…and not at all too happy about that fact. But I knew that as much as I wanted to stay in Korea forever, I had to come back to the States to finish up my Bachelor’s Degree…and to improve my Korean skills big time.
See, I’ve pretty much decided that I’m going to move back to Korea after college, and in order to do that, I need to master the language. It sounds really daunting, and often I’m asking myself why I’m even doing this. I’m fluent two of the most commonly used languages in the world (English and Mandarin), and Korean is rarely used anywhere, except in Korea. But Korea has captured my heart and soul, and I know I would be really doing myself a disservice if I just pushed aside that aching urge to become fluent in Korean, move to Korea and marry a cute Korean guy.
To be honest, I would really love it right now if I just became Korean and didn’t have to go through the painstaking process of learning a totally new language from the ground-up, at my age (I’m 20! =___=). It may not seem old, but at this point, learning any new language requires a very serious amount of dedication, time commitment, and perseverance. I’m not like those other k-pop fangirls who say they’re “learning” Korean and are stuck at oppa and jjincha – I’m committing basically all my free time to it. I’m sorry if I’m sounding snobby right now, but this language-learning endeavor has become the #1 in my life. And as slow as I feel that my progress is, I know I’m improved so much since 5 months ago. I can even understand most of Talk to Me In Korean‘s Iyagi series (before the 40s)!
Right now I am using Seoul National University’s Level Two book, and it is definitely the best textbook I have used thus far. Korea University’s Korean textbooks are complete rubbish, and if you ever decide to study abroad in Korea to learn Korean, I highly recommend you go to Yonsei, Seoul, or Sogang instead. Because just learning from a textbook gets boring really quickly, I am reinforcing what I’m learning (grammar, vocab) by watching variety shows (better than dramas, because variety shows often have Korean subtitles or related commentary) and as always, listening to k-pop.
My love affair with everything Korea has not come to an end simply because I’m back in the States. I will continue to improve my Korean skills and I hope to make Korean friends here ^^ Until next time!

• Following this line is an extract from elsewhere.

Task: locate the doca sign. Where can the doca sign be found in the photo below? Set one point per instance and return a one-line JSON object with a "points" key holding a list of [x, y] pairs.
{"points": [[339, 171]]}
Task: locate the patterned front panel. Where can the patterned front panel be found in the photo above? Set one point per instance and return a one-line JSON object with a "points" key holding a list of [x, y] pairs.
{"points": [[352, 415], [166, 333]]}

Hey guys! On a cheerier note, I would like to share with you my current Korean-learning methods and how you can learn Korean, the best way possible.

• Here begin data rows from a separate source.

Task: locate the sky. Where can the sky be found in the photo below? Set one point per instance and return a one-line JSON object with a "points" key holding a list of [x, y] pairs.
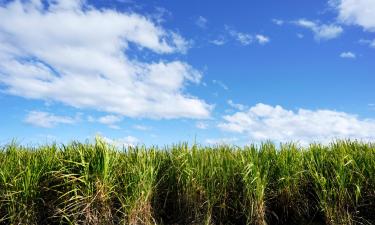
{"points": [[207, 72]]}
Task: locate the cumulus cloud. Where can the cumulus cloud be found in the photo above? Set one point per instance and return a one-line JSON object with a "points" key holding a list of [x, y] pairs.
{"points": [[109, 120], [128, 141], [141, 127], [262, 39], [70, 52], [219, 41], [220, 141], [236, 105], [348, 55], [220, 84], [246, 38], [370, 43], [201, 125], [321, 31], [356, 12], [265, 122], [278, 22], [201, 22], [48, 120]]}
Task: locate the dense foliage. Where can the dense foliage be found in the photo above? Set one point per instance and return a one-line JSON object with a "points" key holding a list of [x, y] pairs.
{"points": [[95, 183]]}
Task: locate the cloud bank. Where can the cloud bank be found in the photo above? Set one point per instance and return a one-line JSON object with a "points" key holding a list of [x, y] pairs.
{"points": [[265, 122], [70, 52]]}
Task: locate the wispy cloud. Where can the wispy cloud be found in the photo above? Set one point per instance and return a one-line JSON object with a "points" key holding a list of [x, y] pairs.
{"points": [[201, 125], [76, 65], [321, 31], [48, 120], [356, 12], [219, 41], [264, 122], [246, 38], [128, 141], [237, 106], [141, 127], [221, 84], [348, 55], [221, 141]]}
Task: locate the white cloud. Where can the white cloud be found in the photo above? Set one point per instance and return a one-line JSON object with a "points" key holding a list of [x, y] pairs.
{"points": [[264, 122], [201, 125], [321, 31], [48, 120], [278, 22], [141, 127], [128, 141], [201, 22], [110, 119], [221, 84], [348, 55], [80, 57], [219, 41], [262, 39], [356, 12], [370, 43], [220, 141], [237, 106], [244, 38]]}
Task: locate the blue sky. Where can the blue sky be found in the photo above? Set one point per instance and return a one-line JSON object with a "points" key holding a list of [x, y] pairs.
{"points": [[162, 72]]}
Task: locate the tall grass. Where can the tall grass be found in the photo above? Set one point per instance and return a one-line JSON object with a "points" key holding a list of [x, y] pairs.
{"points": [[95, 183]]}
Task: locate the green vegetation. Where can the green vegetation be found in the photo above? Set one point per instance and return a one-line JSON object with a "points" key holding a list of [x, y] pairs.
{"points": [[99, 184]]}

Lately my Korean friends have been telling me that my Korean has improved – one friend who didn’t know I was learning Korean even told me she didn’t know I spoke Korean so well! Honestly, I think they’re just flattering me because they’re nice, but it doesn’t hurt to have Koreans recognize my continuous efforts to learn their (rather difficult) language.
A couple of weeks ago, I met this guy at Language Cast who has a Master’s Degree in English Language Learning or something along those lines. He said that the best way for a beginner to learn a new language is first by memorizing 800 (I think I remembered that number correctly) of the language’s most frequently used words. He calls it a ‘frequency corpus’ but when I looked online for it, I couldn’t find a good list. He says that after you memorize these words, you should fully immerse yourself in the language – listening and watching Korean TV shows would be the easiest way. And he says to turn the subs (even Korean) off.
So I was interested in this idea, and I tried it, but in the end, the method is not for me. I feel like I’m talking about modifying current diet methods or something. But it’s actually kind of similar, honestly. Both with weight and language acquisition, if you don’t keep it up, you will lose it (or in the case of weight, gain it back). So for me, I have developed the following method.
- Everyday, or as often as I can, look up words in the English Naver dictionary. This dictionary has become like my bible. It’s really wonderful, and gives every usage of a word, and usages of different words with similar meaning. The only downside is that it doesn’t pronounce the Korean sentences, just the English, because I think it’s a dictionary created for Koreans to learn English.
- I watch Korean dramas all the time. I make sure it’s a drama or TV show that interests me, and I have English subtitles. Many people say having English subs won’t help you learn, but for me, it’s the opposite. I’ve learned so much Korean by watching dramas with English subs. I don’t want to just fumble in the dark for the meaning of a sentence – I want to know it, so that when I hear it again, I’ll know it.
- Try to speak in Korean as much as possible with Koreans and with friends learning Korean. Even if I don’t know the correct/proper way to say something, I want to try saying it. Practice makes perfect, after all.
- I keep a Korean verbs and a Korean expressions notebook, for jotting down every new verb and expression I learn. I also write down examples and sentences next to every new verb/expression, and the act of simply writing down what I learn is helpful for memory consolidation. Plus, I really like having a reference book to look at when I’m fumbling for words.